We planned to assess the evidence about communicating the diagnosis of amyotrophic lateral sclerosis (ALS) or motor neuron disease (MND).
ALS, which is also known as MND, is an illness affecting the nerves that control movement. It causes increasing disability, including limb weakness, difficulty with breathing, and speech and swallowing problems. Most importantly, people with ALS/MND have to cope with the fact that ALS/MND usually leads to death within three to five years of onset. At diagnosis, people with ALS/MND, relatives, and carers can experience enormous distress, therefore, it is important to understand how to tell them the diagnosis. We carried out a wide search for randomised controlled trials (RCTs) of methods of communicating the diagnosis of ALS/MND.
We found no RCTs of methods for giving a diagnosis of ALS/MND.
We searched to February 2022.
There are no RCTs that evaluate different communication strategies for breaking the bad news for people diagnosed with ALS/MND.
Focused research studies are needed to assess the effectiveness and efficacy of different communication methods.
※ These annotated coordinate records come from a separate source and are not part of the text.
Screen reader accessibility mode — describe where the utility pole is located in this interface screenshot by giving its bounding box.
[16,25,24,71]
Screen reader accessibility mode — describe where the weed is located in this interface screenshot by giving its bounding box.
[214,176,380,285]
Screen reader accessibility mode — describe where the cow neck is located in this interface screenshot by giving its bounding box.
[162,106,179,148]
Amyotrophic lateral sclerosis (ALS), also known as motor neuron disease (MND), causes increasing physical impairment and disability. People with ALS/MND face huge physical challenges, and the diagnosis can be a source of great psychological distress for both people with ALS/MND and their carers. In such a context, how news of the diagnosis is broken is important. At present, there are no systematic reviews of methods for informing people with ALS/MND of their diagnosis.
To examine the effects and effectiveness of different methods for informing people of a diagnosis of amyotrophic lateral sclerosis/motor neuron disease (ALS/MND), including effects on the person's knowledge and understanding of their disease, its treatment, and care; and on coping and adjustment to the effects of ALS/MND, its treatment, and care.
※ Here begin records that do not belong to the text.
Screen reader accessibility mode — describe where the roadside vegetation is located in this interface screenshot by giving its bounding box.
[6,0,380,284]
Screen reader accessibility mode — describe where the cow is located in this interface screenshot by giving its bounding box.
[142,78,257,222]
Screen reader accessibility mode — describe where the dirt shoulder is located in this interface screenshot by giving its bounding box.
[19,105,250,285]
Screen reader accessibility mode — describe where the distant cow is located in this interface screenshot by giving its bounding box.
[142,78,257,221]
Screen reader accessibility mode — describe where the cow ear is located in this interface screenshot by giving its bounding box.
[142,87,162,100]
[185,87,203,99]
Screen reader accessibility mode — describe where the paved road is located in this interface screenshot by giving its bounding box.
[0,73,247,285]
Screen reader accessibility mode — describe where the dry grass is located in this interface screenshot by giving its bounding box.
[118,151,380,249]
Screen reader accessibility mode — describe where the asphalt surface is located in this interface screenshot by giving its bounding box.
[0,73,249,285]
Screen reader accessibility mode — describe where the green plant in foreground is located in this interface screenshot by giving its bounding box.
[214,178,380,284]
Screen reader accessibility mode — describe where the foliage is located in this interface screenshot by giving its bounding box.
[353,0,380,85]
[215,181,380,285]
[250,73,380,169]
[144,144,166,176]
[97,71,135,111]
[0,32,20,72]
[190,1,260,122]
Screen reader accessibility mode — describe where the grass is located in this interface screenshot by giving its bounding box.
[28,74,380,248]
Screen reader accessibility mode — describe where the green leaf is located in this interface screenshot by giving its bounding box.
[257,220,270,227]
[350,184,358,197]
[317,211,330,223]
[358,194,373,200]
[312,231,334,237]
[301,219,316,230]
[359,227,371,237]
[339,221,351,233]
We searched the Neuromuscular Specialised Register, CENTRAL, MEDLINE, Embase, PsycINFO, and two trials registers (February 2022). We contacted individuals or organisations to locate studies. We contacted study authors to obtain additional unpublished data.
We planned to include randomised controlled trials (RCTs) and quasi-RCTs of techniques for informing people with ALS/MND of their diagnosis. We planned to include adults (aged 17 years or over) with ALS/MND, according to the El Escorial criteria.
Three review authors independently reviewed the results of the search to identify RCTs, and three review authors identified non-randomised studies to include in the discussion section. We planned that two review authors would independently extract data, and three would assess the risk of bias in any included trials.
We did not identify any RCTs that met our inclusion criteria.